- Court: High Court of New Zealand
- Full case name: Morrow & Benjamin Limited v MA Whittington
- Decided: 9 July 1989
- Citation: [1989] 3 NZLR 122
- Transcript: http://www.nzlii.org/nz/cases/NZHC/1989/479.pdf

Court membership
- Judge sitting: Thorp J

Keywords
- capacity, minor

= Morrow & Benjamin Ltd v Whittington =

Morrow & Benjamin Ltd v Whittington [1989] 3 NZLR 122 is a case involving the enforceability of a debt incurred by a 17-year-old minor.

==Background==
Morrow & Benjamin Ltd, a stockbroker, opened up an account for the then 15-year-old Whittington to purchase shares during the stock market boom on the mid-1980s.
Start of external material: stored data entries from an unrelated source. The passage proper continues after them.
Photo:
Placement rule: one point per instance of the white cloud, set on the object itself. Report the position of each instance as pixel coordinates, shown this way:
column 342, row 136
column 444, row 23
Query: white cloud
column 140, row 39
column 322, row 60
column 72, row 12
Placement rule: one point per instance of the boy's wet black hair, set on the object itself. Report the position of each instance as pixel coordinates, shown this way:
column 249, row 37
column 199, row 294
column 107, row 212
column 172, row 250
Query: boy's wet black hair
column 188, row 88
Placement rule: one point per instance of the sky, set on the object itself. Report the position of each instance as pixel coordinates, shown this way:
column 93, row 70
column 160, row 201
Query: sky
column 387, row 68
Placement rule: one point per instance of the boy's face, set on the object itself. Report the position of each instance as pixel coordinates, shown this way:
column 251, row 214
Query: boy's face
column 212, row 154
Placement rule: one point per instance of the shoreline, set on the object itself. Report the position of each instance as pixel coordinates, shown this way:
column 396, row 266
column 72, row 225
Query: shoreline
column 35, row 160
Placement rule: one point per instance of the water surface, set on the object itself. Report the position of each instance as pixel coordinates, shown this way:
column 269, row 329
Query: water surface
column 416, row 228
While initially his credit limit was set at $3,000, it was later increased to $12,000. That being said, the now 17-year-old ignored this credit limit and the stockbroker allowed him to purchase shares worth $36,000 on the eve of the 1987 share-market crash, which were a few months later only worth $4,000.
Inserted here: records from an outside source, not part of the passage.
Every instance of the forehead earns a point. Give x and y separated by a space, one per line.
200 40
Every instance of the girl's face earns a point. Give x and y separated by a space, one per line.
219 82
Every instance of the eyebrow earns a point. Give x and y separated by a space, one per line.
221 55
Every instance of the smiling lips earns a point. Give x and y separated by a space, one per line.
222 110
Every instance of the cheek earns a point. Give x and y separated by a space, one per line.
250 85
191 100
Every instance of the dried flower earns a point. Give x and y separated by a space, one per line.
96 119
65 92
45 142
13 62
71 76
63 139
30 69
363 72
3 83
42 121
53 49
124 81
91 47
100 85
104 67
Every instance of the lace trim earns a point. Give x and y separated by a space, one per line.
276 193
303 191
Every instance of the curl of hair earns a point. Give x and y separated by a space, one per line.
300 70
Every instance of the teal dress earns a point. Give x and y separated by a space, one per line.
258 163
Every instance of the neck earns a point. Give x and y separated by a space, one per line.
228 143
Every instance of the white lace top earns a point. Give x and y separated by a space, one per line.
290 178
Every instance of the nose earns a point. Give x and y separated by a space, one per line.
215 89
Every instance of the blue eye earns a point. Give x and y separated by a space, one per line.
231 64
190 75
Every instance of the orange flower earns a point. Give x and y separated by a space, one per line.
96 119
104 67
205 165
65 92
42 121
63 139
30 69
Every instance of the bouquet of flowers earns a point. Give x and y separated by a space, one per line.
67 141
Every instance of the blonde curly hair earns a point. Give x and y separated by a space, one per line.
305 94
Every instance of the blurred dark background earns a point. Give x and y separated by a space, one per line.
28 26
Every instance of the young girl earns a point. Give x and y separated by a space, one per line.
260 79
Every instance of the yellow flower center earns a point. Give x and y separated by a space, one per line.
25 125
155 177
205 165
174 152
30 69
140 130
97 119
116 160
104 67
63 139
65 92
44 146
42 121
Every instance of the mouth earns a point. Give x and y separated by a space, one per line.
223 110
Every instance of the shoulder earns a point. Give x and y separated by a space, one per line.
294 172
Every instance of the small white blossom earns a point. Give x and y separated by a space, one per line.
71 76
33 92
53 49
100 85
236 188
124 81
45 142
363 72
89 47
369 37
The plaintiff then wanted him to pay his credit account of $30,250, however Whittington had no means to pay the debt.

==Held==
While the defendant was sufficiently close to being 18 for the court to exercise its discretion to rule that the minor be liable for this debt, due to the fact that the plaintiff ignored its own credit control procedures, that it viewed the defendant at the time as being "casual and arrogant", and that the purchases were highly speculative in nature, the court held that the account was unreasonable, and so refused to make an order under section 6 of the Minors Contract Act for the debt to be repaid.